Tamrakar et al. conducted strain rate-dependent experiments in which a microdroplet of epoxy resin was bonded to a single glass fiber and then that bond was broken by mode II shear loading [1]. With that data, Tamrakar et al. used finite element modeling to compute rate-dependent mode II traction-separation laws (TSLs) for the fiber-matrix interface. Based on microscale experiments, these TSLs have peak tractions of about 60-120 MPa. Later, Chowdhury and Gillespie used molecular dynamics (MD) simulations to predict related fiber-matrix interphase TSLs [2]. However, since the MD TSL predictions are derived from an atomic scale, defect-free interface, peak tractions are about 1-3 GPa, more than an order of magnitude greater than the experiment-based TSLs.
The present work develops a finite element model of a single-fiber microdroplet pull-out test, and introduces defects to the interface to better simulate the real fiber-matrix interface. The model uses as input the fiber-matrix interphase TSLs derived from Chowdhury’s MD simulations. Defects are introduced to the fiber-matrix interface by dividing it into 64 areas, each of which can have its governing TSL parametrically scaled. A mode II TSL is derived from this model, which is compared with Tamrakar’s experimentally-derived TSLs.

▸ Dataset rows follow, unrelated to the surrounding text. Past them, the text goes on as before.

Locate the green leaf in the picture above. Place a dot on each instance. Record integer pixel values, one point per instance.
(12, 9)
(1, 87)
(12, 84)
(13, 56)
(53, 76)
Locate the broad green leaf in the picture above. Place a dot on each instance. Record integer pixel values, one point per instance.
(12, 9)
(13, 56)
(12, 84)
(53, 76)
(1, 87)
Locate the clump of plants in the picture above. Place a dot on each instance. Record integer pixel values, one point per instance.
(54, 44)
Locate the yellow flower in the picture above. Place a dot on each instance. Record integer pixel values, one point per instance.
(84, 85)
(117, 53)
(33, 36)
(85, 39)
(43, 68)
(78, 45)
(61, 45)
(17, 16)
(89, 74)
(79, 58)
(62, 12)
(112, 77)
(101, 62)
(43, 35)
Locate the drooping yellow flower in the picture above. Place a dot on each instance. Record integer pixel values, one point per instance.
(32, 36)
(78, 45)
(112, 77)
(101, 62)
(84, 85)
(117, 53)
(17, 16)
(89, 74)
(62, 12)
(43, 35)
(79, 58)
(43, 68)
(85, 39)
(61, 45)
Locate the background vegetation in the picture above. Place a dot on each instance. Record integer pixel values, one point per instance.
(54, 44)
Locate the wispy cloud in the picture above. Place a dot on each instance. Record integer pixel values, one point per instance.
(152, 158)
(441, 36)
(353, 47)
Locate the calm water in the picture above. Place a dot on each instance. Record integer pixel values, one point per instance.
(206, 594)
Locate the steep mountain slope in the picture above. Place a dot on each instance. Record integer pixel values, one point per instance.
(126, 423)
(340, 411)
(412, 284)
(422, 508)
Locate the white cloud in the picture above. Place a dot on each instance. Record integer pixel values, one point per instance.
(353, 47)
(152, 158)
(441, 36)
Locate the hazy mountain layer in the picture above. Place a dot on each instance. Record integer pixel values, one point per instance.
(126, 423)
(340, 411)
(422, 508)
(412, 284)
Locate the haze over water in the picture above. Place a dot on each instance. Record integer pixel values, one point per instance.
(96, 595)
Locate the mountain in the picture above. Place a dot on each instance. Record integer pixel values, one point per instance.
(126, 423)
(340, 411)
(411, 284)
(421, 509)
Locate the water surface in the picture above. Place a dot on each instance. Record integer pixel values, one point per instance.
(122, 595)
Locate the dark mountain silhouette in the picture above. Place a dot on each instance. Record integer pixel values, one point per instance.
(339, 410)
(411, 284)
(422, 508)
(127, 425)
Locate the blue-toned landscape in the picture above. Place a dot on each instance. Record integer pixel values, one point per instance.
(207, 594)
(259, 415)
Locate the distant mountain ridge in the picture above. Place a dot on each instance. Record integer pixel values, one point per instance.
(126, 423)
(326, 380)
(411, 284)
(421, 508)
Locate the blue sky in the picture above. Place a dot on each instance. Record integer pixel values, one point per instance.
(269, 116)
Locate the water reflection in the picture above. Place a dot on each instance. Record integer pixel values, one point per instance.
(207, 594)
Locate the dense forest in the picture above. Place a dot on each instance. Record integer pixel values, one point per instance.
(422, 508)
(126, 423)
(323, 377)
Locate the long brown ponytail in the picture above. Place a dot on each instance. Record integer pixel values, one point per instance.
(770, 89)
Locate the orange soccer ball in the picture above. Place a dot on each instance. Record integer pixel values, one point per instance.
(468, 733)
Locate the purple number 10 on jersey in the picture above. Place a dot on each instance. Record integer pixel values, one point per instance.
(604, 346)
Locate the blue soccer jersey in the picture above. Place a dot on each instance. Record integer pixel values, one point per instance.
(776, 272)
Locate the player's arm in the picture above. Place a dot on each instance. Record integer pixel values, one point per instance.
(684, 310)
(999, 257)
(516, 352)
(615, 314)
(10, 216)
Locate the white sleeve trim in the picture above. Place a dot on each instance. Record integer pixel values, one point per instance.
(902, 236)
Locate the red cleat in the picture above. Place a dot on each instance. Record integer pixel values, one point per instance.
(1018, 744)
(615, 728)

[1] S. Tamrakar, R. Ganesh, S. Sockalingam, J. W. Gillespie, Jr., Rate dependent mode II traction separation law for S-2 glass/epoxy interface using a microdroplet test method, Composites Part A, 2019.
[2] S. C. Chowdhury and J. W. Gillespie, Jr., Strain-rate dependent mixed-mode traction laws for glass fiber-epoxy interphase using molecular dynamics simulations, Composites Part B, 2024.